This can also be written more compactly as C = B’:

julia> A + C
2x3 Matrix{Int64}:
2 6 5
9 8 12
julia> A*B
2x2 Matrix{Int64}:
15 29
36 71

Matrix division makes more sense with square matrices, but it is possible to define the operations for non-square matrices too. Note here that the / and \ operations produce results of different sizes:

julia> A / C
2x2 Matrix{Float64}
0.332273 0.27663
0.732909 0.710652
julia> A \ C
3x3 Matrix{Float64}:
 1.27778  -2.44444  0.777778
 0.444444 -0.111111 0.444444
-0.388889  2.22222  0.111111

The type of the array was previously defined as Array{Int64,2} rather than the now more compact form of Matrix{Int64}, and ditto Array{Float64,2} has been replaced with Matrix{Float64}.
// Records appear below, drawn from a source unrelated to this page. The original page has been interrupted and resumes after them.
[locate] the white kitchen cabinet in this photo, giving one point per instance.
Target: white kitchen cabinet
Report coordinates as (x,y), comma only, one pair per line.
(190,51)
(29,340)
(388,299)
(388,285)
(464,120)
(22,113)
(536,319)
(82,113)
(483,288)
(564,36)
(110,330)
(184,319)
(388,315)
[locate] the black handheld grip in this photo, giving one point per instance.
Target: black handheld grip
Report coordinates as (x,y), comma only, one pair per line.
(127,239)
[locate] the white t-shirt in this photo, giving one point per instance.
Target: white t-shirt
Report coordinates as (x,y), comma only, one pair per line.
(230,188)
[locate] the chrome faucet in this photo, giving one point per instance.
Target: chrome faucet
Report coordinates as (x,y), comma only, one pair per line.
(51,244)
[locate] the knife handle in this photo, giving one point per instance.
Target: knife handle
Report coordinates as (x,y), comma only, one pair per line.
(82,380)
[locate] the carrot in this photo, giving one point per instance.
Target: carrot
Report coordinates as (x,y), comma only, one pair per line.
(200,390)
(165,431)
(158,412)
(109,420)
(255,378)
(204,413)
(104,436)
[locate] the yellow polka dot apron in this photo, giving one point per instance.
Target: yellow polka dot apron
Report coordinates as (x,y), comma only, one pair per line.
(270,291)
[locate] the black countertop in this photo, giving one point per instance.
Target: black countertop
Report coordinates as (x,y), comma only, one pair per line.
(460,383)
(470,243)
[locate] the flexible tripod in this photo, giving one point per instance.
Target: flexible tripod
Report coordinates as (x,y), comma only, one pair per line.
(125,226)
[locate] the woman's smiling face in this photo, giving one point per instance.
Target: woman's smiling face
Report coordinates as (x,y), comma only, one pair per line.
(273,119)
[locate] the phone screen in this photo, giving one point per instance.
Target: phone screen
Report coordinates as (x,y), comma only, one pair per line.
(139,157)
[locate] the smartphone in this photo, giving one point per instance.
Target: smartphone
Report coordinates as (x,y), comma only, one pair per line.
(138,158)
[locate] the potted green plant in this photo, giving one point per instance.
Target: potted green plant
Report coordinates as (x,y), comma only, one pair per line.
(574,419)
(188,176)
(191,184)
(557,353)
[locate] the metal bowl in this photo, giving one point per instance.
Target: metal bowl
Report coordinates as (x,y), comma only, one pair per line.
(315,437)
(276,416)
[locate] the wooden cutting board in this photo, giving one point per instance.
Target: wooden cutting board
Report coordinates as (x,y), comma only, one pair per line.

We will discuss matrix decomposition in more detail later when looking at linear algebra.

Although A * C is not allowed because the number of columns of A is not equal to the number of rows of C, the following broadcasts are all valid:

julia> A .* C 2x3 Matrix{Int64}: 1  8  6 20 15 36
julia> A ./ C 2x3 Matrix{Float64}: 1.0 0.5     1.5 0.8 1.66667 1.0
julia> A .== C 2x3 BitMatrix 1  0  0 0  0  1

So far, we have only been looking at manipulating variables representing arithmetic values. Julia has a variety of string types, which we will look at next.

Characters and strings

The simplest character-based variables consist of ASCII and Unicode characters.

A single character is delimited by single quotes, whereas a string uses double quotes or, in some cases, triple-double quotes (“””), which is discussed in this section.

A string can be viewed as a one-dimensional array of characters and can be indexed and manipulated in a similar fashion as an array of numeric values:

julia> s = "Hi there, Blue Eyes!"
"Hi there, Blue Eyes!"
julia> length(s)
20
julia> s[11]
'B': ASCII/Unicode U+0042 (category Lu: Letter, uppercase)
julia> s[end]
'!': ASCII/Unicode U+0021 (category Po: Punctuation, other)

Hint—Try evaluating the following list comprehension: [s[i] for i = length(s):-1:1].

Characters

Observe that Julia has a built-in Char type to represent a character.

A character occupies 32 bits, not 8, which is why it can hold a Unicode character. Have a look at the following example:

# All the following represent the ASCII character capital-A
julia> c = 'A';
julia> c = Char(65);
julia> c = '\U0041'
'A': ASCII/Unicode U+0041 (category Lu: Letter, uppercase)

Julia supports Unicode code, as we see here:

julia> c = '\Uc041'
'': Unicode U+c041 (category Lo: Letter, other)

As such, we can output characters from a variety of different alphabets—for example, Chinese:

 julia> '\U7537'
'男': Unicode U+7537 (category Lo: Letter, other)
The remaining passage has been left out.